Au Sénégal, des menaces explicites contre la Justice sont proférées au sommet de l’Etat. «Le parti Pastef va effacer la Justice», annonce le président de l’Assemblée nationale. «Effacer les chroniqueurs», promet le Premier ministre, suivi d’arrestations de voix indépendantes. Cette dérive n’est pas une simple polémique : elle trahit un basculement dangereux, où l’Etat risque de s’effacer derrière la loi du plus fort et la banalisation du chaos. La frontière entre civilisation et jungle, entre démocratie et tyrannie, c’est la Justice, et aujourd’hui, elle vacille. Il est urgent de rappeler ce qui se joue : la survie même de la République.

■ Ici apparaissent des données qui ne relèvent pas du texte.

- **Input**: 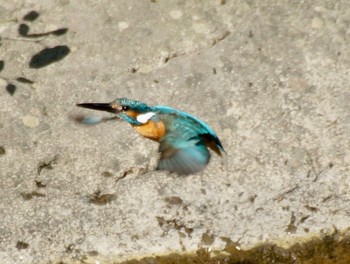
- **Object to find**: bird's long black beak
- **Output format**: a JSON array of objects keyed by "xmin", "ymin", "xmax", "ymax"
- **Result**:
[{"xmin": 77, "ymin": 103, "xmax": 118, "ymax": 113}]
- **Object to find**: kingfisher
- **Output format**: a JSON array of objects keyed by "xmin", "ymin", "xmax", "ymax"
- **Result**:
[{"xmin": 77, "ymin": 98, "xmax": 225, "ymax": 175}]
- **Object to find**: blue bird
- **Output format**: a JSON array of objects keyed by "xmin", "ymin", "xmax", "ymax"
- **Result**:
[{"xmin": 77, "ymin": 98, "xmax": 225, "ymax": 175}]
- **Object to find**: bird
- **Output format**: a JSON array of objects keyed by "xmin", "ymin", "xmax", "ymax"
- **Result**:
[{"xmin": 77, "ymin": 98, "xmax": 226, "ymax": 175}]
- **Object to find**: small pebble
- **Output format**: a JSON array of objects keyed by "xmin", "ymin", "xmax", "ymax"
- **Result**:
[{"xmin": 22, "ymin": 115, "xmax": 39, "ymax": 128}]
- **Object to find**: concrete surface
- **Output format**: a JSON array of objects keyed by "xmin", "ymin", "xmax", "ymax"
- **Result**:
[{"xmin": 0, "ymin": 0, "xmax": 350, "ymax": 263}]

Ce qui se joue au Sénégal aujourd’hui n’est plus seulement une bataille politique, mais une bataille existentielle pour l’Etat. Quand le président de l’Assemblée nationale promet que le régime Pastef «va effacer la Justice», il ne mesure pas la gravité de ses mots. Lorsqu’un Premier ministre annonce vouloir «effacer les chroniqueurs» et semble mettre ces menaces à exécution avec l’arrestation de voix discordantes comme Abdou Nguer, Moustapha Diakhaté, Bachir Fofana ou Badara Gadiaga, il ne s’agit plus d’opinions à combattre : il s’agit d’un projet de société inquiétant où la dissonance est criminalisée et où la violence institutionnelle se banalise. Voilà le danger, immense : que la légèreté devienne règle d’Etat et que la bêtise autoritaire ose parler au nom du Peuple.
Car la Justice n’est pas un luxe, ni une décoration. Elle n’est pas une variable d’ajustement dans les bras de fer politiciens.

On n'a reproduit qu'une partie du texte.